We went to Oatlands, next door to the Gorbals. Fans of The Wire, the best TV cop series ever, which is set in Baltimore, a dump, will recognise it instantly. Old, boarded-up council houses, which look solid enough, and in which a family or two are still living, await demolition while new two-storey homes designed on a fag packet have been built next to them. It was hard to decide which would have been worse to live in. Apparently, the developer is scheduled to build 1000 homes in total. I could do that.
Still, there is Springfield Quay on the banks of the silvery Clyde. It has a hotel called Etap, which would not look out of place in Guantanamo Bay, and a casino the like of which is unlikely to feature in the next remake of Ocean's Eleven. It is, however, handy for the new meeja complex where the Beeb and STV are situated. Handy that is, if you have a boat or don't mind getting your feet wet because there's still no public foot or cycle path along the banks of the river. As one of my unfailingly optimistic fellow judges said: "It could be Glasgow's answer to London's South Bank or even Las Vegas", before conceding: "instead it has all the charm of a failing retail park."
In the land that time forgot AND so to Coatbridge, where I spied the constituency office of Dr John Reid, aka The Nighttripper. Or was it in Airdrie? All these places were blurring into one. Coatbridge used to have a swimming pool slap bang in the centre of town. Now it disnae. A handsome building, it stands empty and decaying.
Meanwhile, there is the Time Capsule, which is where a lot of the best wee fat country on the planet should be sealed. According to a well-informed local person, the Time Capsule is "a multi-purpose leisure centre set in a prehistoric environment". You may say this is a pretty accurate description of Coatbridge: I would prefer not to comment.
I note, though, that Coatbridge boasts as many luminaries as Paisley, including Fran and Anna, the brothers Kane of Hue and Cry fame, and Rena Costello, "the first wife of mass murderer Fred West". Why, then, does Coatbridge have no tourist information office.
The royal squeal of disapproval LIGHT was fading fast as we approached Cumbernauld. As I may have mentioned earlier, Cumbernauld is to the Plook on the Plinth what Aberdeen used to be to Britain In Bloom.
To be fair - which I always strive to be - it will never be Florence. Or, for that matter, Falkirk. Or Fauldhouse, even. It does, however, have a humungous Tesco Extra, which is open 24 hours a day. Its slogan is "every little helps" and Mr Tesco solemnly promises to help us spend less every day. If you believe that you're a tube.
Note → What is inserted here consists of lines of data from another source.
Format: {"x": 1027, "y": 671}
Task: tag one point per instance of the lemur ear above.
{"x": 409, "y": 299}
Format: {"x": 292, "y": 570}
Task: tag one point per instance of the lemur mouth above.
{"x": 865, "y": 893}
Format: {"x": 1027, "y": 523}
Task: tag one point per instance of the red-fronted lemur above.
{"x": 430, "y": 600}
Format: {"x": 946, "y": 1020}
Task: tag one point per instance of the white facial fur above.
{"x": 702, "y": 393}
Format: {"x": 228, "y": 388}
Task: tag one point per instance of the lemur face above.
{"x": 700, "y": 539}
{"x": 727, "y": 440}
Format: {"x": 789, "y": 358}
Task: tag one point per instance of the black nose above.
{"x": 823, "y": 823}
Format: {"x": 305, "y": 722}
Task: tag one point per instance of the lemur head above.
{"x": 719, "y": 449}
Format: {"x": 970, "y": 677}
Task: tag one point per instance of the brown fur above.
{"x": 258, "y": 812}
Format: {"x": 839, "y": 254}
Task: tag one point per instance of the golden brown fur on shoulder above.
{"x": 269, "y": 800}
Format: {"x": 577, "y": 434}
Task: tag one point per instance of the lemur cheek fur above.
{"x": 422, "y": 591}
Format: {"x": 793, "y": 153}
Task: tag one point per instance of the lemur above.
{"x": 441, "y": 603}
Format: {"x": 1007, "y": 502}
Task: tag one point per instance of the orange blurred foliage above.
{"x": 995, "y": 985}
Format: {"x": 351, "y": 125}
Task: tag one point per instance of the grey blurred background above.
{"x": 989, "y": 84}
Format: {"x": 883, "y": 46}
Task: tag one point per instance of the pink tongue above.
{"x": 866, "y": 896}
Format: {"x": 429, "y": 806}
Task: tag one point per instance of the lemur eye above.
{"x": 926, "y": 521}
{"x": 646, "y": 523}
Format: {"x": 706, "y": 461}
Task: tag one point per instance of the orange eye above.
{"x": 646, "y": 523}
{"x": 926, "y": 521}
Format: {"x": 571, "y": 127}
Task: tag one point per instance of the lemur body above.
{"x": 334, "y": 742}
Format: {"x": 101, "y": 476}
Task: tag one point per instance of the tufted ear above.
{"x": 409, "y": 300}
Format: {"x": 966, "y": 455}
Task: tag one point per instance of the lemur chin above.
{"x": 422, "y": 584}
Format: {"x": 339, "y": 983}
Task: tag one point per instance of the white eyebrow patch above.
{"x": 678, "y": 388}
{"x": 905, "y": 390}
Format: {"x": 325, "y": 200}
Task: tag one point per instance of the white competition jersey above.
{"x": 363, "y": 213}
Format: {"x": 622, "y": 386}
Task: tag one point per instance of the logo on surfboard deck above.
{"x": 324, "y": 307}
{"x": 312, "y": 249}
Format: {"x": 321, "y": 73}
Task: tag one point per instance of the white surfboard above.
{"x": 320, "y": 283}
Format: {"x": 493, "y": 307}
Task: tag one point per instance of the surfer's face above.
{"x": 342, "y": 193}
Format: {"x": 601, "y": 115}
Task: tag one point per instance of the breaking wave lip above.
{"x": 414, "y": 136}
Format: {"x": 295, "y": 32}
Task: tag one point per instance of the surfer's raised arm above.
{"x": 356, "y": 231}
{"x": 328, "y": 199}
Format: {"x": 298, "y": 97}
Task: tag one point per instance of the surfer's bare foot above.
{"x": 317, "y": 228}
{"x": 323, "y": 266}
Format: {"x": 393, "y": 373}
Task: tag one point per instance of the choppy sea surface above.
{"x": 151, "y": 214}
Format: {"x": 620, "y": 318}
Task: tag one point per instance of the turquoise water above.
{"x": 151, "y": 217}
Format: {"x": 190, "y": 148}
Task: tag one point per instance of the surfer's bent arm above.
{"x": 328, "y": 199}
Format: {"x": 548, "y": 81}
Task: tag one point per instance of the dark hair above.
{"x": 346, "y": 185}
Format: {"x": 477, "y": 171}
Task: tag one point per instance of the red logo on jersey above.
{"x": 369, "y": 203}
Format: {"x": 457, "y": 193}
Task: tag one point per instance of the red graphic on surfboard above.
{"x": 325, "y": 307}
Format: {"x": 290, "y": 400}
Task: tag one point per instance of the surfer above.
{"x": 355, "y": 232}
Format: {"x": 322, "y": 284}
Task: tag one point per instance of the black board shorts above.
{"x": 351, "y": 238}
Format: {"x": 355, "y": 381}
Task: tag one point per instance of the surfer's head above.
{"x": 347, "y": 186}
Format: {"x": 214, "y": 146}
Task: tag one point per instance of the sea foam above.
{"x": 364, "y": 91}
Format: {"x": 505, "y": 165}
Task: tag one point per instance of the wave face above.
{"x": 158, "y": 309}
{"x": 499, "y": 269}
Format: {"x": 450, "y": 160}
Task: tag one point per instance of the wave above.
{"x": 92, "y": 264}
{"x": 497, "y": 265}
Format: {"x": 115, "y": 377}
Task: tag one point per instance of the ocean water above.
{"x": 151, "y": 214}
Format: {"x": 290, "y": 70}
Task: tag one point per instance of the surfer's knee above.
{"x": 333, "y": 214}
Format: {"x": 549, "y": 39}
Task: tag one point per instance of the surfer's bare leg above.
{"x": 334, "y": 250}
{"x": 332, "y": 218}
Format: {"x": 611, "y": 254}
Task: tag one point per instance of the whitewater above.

Compared to the rest of Cumbernauld, however, and in particular the Antonine Centre, Tesco is the Pitti Palace. The Antonine Centre, which is an insult to the Romans who knew how to build a perfectly good wall, was one of the main reasons why Cumbernauld won the Plook last time out. It has since doubled in size, making it twice as awful. You can walk for miles in it and never get anywhere, as I found to my cost. It was opened by Princess Anne, who was told it was either that or a tour of duty in Basra. Rumour has it that she screamed "I'm a member of a royal family get me out of here!"
We were accompanied by two delightful people from STV who wanted to film this excrescence for the edification of humankind but were forbidden by a gauleiter. I did, however, find a stall where one could buy a carrot, which is not as easy as you may think, especially in those places nominated as Plooks.